From staff at school, to lecturers at university, to previous YA students, the hype surrounding the Year Abroad (Capitalised, always) comes from all angles. Students who have done them shriek wildly, “OH MY GOD YOU’LL LITERAHLLY HAVE THE BEST YAR EVAR!” and people who have not claim, “like, I’m really f*cking jealous, mate, you get to bunk off uni for a whole yar.” But realistically, they’re pretty smug in the knowledge that they’re returning for another year in the hedonistic education institutions we call our universities.

Being force-fed this information made it doubly difficult to arrive here in Barcelona and spend a week and a half crying spontaneously while walking down the street, getting coffee, and my favourite place, on the Metro. I felt horrible because I felt like I shouldn’t be feeling that way, that I should love every minute and say yes to every opportunity.

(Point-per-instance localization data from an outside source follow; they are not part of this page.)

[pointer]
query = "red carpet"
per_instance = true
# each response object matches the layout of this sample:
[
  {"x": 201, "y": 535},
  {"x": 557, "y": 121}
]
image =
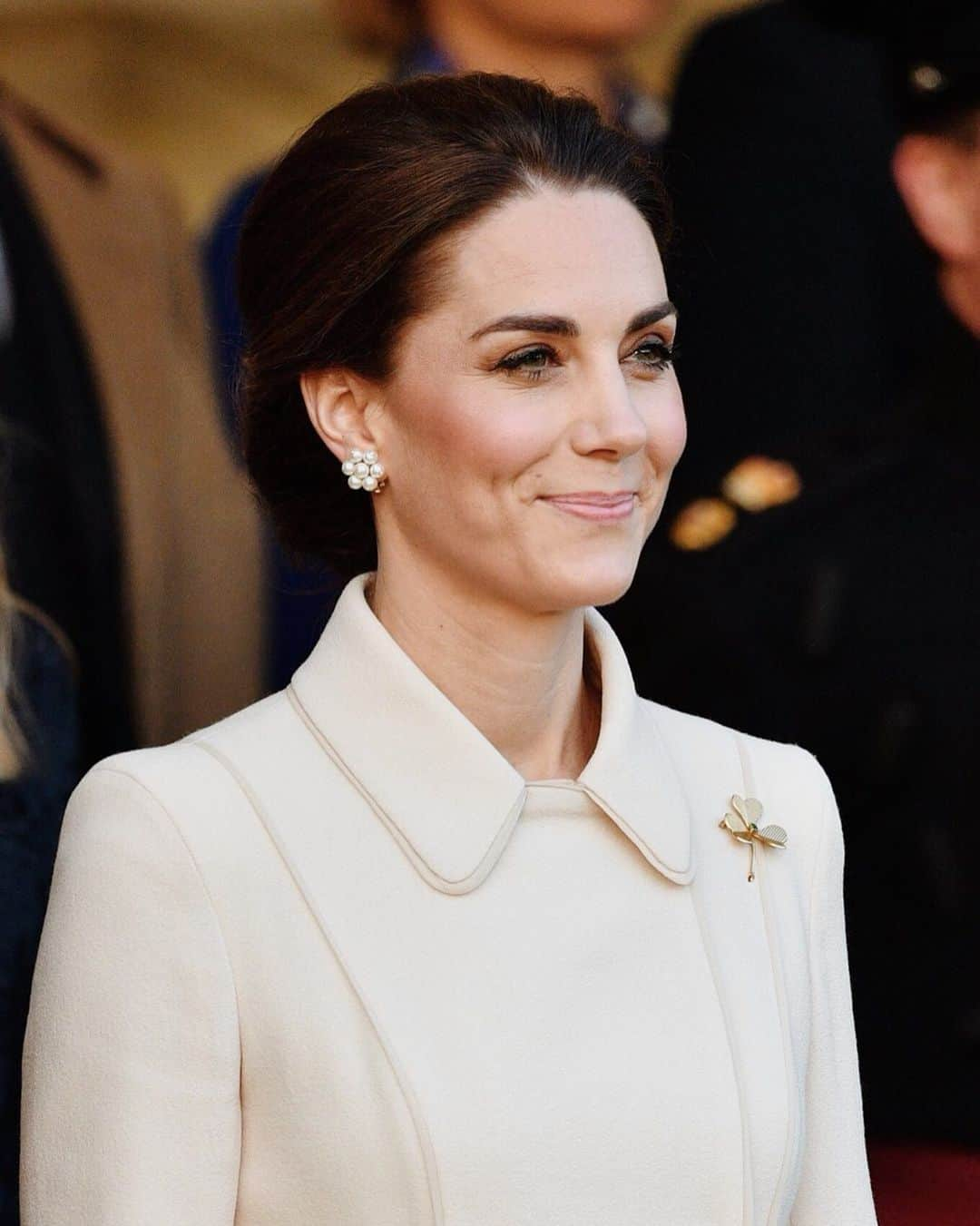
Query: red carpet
[{"x": 917, "y": 1186}]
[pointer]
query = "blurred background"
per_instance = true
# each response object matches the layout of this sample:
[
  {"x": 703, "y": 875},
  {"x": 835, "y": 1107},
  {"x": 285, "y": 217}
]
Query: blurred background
[
  {"x": 240, "y": 75},
  {"x": 813, "y": 577}
]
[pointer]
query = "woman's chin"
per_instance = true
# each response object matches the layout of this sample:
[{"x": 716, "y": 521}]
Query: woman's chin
[{"x": 574, "y": 585}]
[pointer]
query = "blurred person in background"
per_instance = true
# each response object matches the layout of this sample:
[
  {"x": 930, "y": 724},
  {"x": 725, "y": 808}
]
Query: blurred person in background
[
  {"x": 576, "y": 44},
  {"x": 124, "y": 519},
  {"x": 799, "y": 265},
  {"x": 38, "y": 769},
  {"x": 828, "y": 594},
  {"x": 130, "y": 540}
]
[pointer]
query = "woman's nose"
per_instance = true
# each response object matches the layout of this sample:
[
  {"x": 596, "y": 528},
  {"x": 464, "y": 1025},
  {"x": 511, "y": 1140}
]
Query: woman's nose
[{"x": 609, "y": 419}]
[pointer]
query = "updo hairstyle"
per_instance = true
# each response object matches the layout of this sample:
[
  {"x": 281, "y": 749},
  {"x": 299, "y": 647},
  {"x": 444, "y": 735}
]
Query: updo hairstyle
[{"x": 346, "y": 241}]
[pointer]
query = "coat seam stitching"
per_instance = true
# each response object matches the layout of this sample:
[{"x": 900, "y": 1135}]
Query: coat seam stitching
[{"x": 411, "y": 1103}]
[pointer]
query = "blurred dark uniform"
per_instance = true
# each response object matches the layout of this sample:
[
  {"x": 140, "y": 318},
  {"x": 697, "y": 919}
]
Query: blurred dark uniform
[{"x": 844, "y": 619}]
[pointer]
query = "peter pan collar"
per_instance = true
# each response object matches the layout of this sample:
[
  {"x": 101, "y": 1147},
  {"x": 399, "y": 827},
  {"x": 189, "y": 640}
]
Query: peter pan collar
[{"x": 446, "y": 793}]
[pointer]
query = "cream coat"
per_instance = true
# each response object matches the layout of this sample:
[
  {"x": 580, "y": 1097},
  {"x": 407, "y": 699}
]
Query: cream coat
[{"x": 334, "y": 961}]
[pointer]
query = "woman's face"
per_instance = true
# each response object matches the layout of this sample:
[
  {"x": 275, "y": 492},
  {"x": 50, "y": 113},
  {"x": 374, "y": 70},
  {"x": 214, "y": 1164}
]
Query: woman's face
[{"x": 533, "y": 419}]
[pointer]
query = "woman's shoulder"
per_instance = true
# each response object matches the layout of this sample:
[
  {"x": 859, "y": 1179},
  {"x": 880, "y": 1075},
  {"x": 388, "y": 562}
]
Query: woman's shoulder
[
  {"x": 787, "y": 778},
  {"x": 189, "y": 785}
]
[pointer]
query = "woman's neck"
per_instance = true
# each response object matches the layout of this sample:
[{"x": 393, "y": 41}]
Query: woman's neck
[{"x": 516, "y": 677}]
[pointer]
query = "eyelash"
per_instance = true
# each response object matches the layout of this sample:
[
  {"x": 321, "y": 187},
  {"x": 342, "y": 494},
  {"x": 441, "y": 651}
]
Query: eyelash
[{"x": 514, "y": 362}]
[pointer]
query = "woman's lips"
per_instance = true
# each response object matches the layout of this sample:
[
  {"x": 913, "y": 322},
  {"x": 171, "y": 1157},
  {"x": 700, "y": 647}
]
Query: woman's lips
[{"x": 595, "y": 505}]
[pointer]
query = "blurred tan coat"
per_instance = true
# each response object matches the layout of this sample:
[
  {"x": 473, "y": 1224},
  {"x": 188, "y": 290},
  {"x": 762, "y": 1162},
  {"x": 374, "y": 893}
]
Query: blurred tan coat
[{"x": 188, "y": 523}]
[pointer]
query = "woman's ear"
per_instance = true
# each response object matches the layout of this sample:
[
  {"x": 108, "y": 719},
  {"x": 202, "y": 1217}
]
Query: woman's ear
[
  {"x": 932, "y": 174},
  {"x": 338, "y": 402}
]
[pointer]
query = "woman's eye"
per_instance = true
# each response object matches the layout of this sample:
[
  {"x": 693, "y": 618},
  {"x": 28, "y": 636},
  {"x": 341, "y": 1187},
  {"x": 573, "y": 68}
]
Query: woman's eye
[
  {"x": 531, "y": 363},
  {"x": 654, "y": 353}
]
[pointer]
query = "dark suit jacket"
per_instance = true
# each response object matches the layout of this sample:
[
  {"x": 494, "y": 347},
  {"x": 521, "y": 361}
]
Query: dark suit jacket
[
  {"x": 806, "y": 299},
  {"x": 845, "y": 621}
]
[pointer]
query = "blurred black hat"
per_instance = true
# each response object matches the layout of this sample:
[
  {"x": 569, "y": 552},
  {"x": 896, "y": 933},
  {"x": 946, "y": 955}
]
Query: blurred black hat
[
  {"x": 937, "y": 63},
  {"x": 932, "y": 48}
]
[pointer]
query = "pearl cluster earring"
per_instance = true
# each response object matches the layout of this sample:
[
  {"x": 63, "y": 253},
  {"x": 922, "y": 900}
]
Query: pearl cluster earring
[{"x": 362, "y": 470}]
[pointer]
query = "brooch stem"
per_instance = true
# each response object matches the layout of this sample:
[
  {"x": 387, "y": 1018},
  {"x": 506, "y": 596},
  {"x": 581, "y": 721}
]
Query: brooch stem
[{"x": 742, "y": 823}]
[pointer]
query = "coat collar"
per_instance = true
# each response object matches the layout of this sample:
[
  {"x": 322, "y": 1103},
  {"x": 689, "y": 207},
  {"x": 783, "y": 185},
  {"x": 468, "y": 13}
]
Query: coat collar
[{"x": 444, "y": 792}]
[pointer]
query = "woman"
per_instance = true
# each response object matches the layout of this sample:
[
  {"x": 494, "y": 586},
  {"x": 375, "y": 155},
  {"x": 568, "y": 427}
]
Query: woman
[{"x": 449, "y": 931}]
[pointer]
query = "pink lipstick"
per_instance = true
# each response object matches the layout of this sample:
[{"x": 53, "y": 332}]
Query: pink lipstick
[{"x": 595, "y": 505}]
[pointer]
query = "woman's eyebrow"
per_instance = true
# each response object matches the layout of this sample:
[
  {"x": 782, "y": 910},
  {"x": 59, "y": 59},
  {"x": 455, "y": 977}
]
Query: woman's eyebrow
[{"x": 558, "y": 325}]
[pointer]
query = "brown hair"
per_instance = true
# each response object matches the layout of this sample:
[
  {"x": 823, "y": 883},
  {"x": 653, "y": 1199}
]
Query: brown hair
[{"x": 342, "y": 247}]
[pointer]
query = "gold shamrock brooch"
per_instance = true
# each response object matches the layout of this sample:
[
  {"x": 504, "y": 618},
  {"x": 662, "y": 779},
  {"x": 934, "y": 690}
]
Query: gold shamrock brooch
[{"x": 742, "y": 823}]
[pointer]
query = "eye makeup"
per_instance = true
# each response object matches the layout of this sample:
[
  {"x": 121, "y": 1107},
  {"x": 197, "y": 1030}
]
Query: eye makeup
[{"x": 652, "y": 352}]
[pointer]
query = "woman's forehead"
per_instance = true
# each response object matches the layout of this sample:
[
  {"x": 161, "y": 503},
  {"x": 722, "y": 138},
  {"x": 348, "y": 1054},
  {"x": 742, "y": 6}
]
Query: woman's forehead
[{"x": 555, "y": 250}]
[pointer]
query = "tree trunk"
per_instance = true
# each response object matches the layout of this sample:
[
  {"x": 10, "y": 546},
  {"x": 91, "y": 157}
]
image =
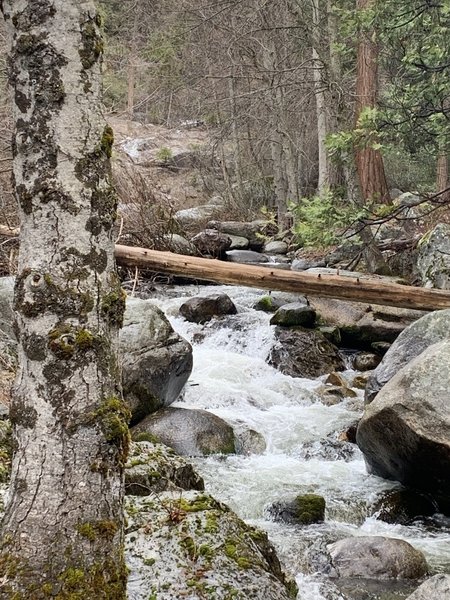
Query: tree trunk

But, as I am quickly realising, the Honeymoon Period for Third Year Abroaders is actually closer to myth than reality: I have not spoken to a single person here who has said that they have not had a difficult time settling in. So, I want to share my so-far-secrets that have helped me to get used to living here.

  1. Do NOT waste your time and energy beating yourself up for having English friends, listening to English music, and watching English TV. Having spent two and a half hours on Friday afternoon in a Production Meeting listening to non-stop, complex, boardroom French, I can safely say that everyone needs a language break.
  1. That said, capitalise on your connections and try and make as many friends as possible. While its also a great way to spend your time (rather than stalking the Paradise Disco photos, for example), it also makes it more likely for you to meet people that are happy to speak Spanish/French/Italian/German etc etc. Their housemates, boyfriends, aunts and uncles… The more friends, the more potential foreign contacts. Of course, everyone suggests dating a local is the real way to learn a language. (I’m working on it, don’t worry.)
  1. Spend your time outside. I work in an air-conditioned office for 40-45 hours a week, and all I want to do when I return home is slob on my bed and sleep. While this is all well and good, tiredness often = sadness and loneliness. When these feelings hit, I change out of work clothes, set a timer for 35 minutes, and walk in one direction. When the timer is done, I turn another direction for 20 minutes, then when that timer is done, I work out how to get home. It’s a great way to learn the city (and get lost) but it’s also endorphins = happiness. (Happy people just don’t shoot their husbands. They just don’t!)
  1. Try and replace crying with laughter when it gets really ridiculous – I had several moments like that during the stresses of house-hunting. Many people have similar experiences – everyone sees airless box rooms with mildew-y bathrooms, and everyone visits at least one (four, if you’re me) stunning flat they can’t afford. There was the time that did a six-floor walk-up with my 18kg suitcase for the landlord to tell me that the room wasn’t available until January. When I finally moved into my flat, I discovered that one of our two fridges didn’t work, and neither did the washing machine. I was regularly brought to tears by my situation. But – the difference between these experiences being dire and them being proper, formative experiences is attributable to the attitude you approach them with. You can’t be positive all the time, but attempt a brave face when circumstances get stupidly bad. Fake it ’til you make it, you know?
  1. Be kind to yourself. You might be in a foreign city and feeling like you need to take advantage of everything your new home town has to offer, but don’t be ashamed of saying ‘no’, of taking an early night, of preferring to be by yourself sometimes. Personally, after nine hours at work, the last thing I want to do is head out for a drink and attempt to be sociable, and I’m quickly learning that that’s okay: take care of yourself.